In one of his rhetorical fusillades, Blumenthal asks whether I was aware that David Hale’s credibility had been “shattered” at the 1996 McDougal trial. If he had looked at Stewart’s book, he might have realized that two and a half years earlier I participated in a decision not to publish what would have been the first newspaper report on Hale’s account of being pressured by Clinton for a loan. Hale made his charges on the record but he was facing indictment and looking for a deal. We thought that raised too many doubts about his credibility for us to go with a story we could not otherwise confirm.
I hope that clarifies the factual issues. I didn’t quote Sam Dash because I had already quoted Blumenthal himself to the same effect. I can only apologize if my statement about The New York Post was misunderstood by Blumenthal. Maybe I was overindulging in irony, but I was actually trying to express sympathy for him. In a paragraph that listed a number of indignities to which he had been subjected on account of his loyalty to the Clintons, I mentioned having the word “sleaze” hurled at him by a tabloid that regularly traffics in that commodity. It was not my intention to cite the Post as an authority.

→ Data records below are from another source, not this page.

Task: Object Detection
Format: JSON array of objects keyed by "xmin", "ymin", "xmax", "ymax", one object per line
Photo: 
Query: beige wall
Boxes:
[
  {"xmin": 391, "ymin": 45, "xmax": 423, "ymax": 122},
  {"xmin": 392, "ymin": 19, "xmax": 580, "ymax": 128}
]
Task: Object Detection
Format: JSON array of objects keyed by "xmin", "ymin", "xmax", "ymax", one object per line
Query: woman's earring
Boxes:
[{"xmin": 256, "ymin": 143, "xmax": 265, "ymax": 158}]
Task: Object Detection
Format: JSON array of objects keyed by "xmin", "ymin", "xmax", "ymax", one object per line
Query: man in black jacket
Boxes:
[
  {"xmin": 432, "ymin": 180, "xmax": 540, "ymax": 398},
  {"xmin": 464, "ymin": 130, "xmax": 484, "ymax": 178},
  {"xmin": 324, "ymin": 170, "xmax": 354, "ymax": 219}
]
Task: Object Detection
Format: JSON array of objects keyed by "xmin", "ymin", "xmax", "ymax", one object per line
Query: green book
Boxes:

There’s one point in Blumenthal’s letter about which I’m passionate. It has to do with the island of Campobello in New Brunswick, just across from Lubec, Maine. I’ve vacationed only a half-hour away practically every summer for the last twenty-eight years. I saw how one of McDougal’s land companies tore up about a third of the island in hopes of a boom in vacation building. Like the venture in the Ozarks, it was a bust. I’d gladly have expounded on this subject if it had been mentioned in the book I was reviewing or if it had any relation to the Clintons. Unhappily, like so much else he throws up here, it’s beside the point. But if this journal ever thinks of naming a Bay of Fundy correspondent, I want it to be known that I’m available.